Comput Biol Med. 2024 Sep;180:108950. doi: 10.1016/j.compbiomed.2024.108950. Epub 2024 Aug 2.
Detecting and analyzing Alzheimer's disease (AD) in its early stages is a crucial and significant challenge. Speech data from AD patients can aid in diagnosing AD since the speech features have common patterns independent of race and spoken language. However, previous models for diagnosing AD from speech data have often focused on the characteristics of a single language, with no guarantee of scalability to other languages. In this study, we used the same method to extract acoustic features from two language datasets to diagnose AD.
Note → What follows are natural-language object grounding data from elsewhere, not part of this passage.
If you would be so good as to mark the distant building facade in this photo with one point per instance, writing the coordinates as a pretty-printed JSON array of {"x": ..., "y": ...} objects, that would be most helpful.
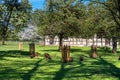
[{"x": 79, "y": 41}]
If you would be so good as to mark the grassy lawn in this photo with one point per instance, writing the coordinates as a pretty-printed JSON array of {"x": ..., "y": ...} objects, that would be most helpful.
[{"x": 17, "y": 65}]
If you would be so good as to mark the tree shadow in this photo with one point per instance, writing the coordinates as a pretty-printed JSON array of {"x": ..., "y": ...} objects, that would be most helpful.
[
  {"x": 13, "y": 53},
  {"x": 28, "y": 75},
  {"x": 108, "y": 68},
  {"x": 62, "y": 72}
]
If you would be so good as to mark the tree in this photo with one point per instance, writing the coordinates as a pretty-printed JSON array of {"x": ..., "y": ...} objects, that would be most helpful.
[
  {"x": 113, "y": 6},
  {"x": 12, "y": 7},
  {"x": 63, "y": 19},
  {"x": 29, "y": 33}
]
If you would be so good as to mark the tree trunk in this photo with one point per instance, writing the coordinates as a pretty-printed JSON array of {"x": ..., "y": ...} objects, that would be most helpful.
[
  {"x": 101, "y": 41},
  {"x": 114, "y": 44},
  {"x": 3, "y": 42},
  {"x": 51, "y": 40},
  {"x": 86, "y": 41},
  {"x": 60, "y": 41},
  {"x": 93, "y": 41}
]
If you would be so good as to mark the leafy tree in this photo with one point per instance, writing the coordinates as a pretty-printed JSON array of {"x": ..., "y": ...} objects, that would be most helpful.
[{"x": 11, "y": 12}]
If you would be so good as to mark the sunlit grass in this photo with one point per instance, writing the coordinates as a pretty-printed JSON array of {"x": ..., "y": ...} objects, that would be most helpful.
[{"x": 17, "y": 65}]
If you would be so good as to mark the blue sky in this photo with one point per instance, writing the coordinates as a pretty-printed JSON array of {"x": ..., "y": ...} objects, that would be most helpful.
[{"x": 37, "y": 4}]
Using the Korean and English speech datasets, we used ten models capable of real-time AD and healthy control classification, regardless of language type. Four machine learning models were based on hand-crafted features, while the remaining six deep learning models utilized non-explainable features.
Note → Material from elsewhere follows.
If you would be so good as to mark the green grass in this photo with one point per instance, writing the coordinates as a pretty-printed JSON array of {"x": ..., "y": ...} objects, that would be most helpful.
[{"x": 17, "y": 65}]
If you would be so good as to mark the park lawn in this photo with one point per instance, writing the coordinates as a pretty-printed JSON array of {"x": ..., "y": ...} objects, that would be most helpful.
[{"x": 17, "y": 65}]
The highest accuracy achieved by the machine learning models was 0.73 and 0.69 for the Korean and English speech datasets, respectively. The deep learning models' maximum achievable accuracy reached 0.75 and 0.78, with their minimum classification time of 0.01s and 0.02s. These findings reveal the models' robustness regardless of Korean and English and real-time diagnosis of AD through a 30-s voice sample.
Non-explainable deep learning models that directly acquire voice representations surpassed machine learning models utilizing hand-crafted features in AD diagnosis. In addition, these AI models could confirm the possibility of extending to a language-agnostic AD diagnosis.
早期检测和分析阿尔茨海默病(AD)是一项至关重要的挑战。AD 患者的语音数据可以帮助诊断 AD,因为语音特征具有独立于种族和口语的共同模式。然而,以前用于从语音数据诊断 AD 的模型通常侧重于单一语言的特征,无法保证可扩展到其他语言。在这项研究中,我们使用相同的方法从两种语言的数据集提取声学特征来诊断 AD。
使用韩语和英语语音数据集,我们使用了十种能够实时进行 AD 和健康对照组分类的模型,无论语言类型如何。四种机器学习模型基于手工制作的特征,而其余六个深度学习模型则利用不可解释的特征。
机器学习模型的最高准确率分别为韩语语音数据集的 0.73 和英语语音数据集的 0.69。深度学习模型的最大可达准确率达到 0.75 和 0.78,其最小分类时间为 0.01s 和 0.02s。这些发现表明,无论韩语和英语,这些模型都具有稳健性,并且可以通过 30 秒的语音样本进行实时 AD 诊断。
直接获取语音表示的不可解释深度学习模型在 AD 诊断中优于利用手工制作特征的机器学习模型。此外,这些人工智能模型可以确认扩展到语言无关的 AD 诊断的可能性。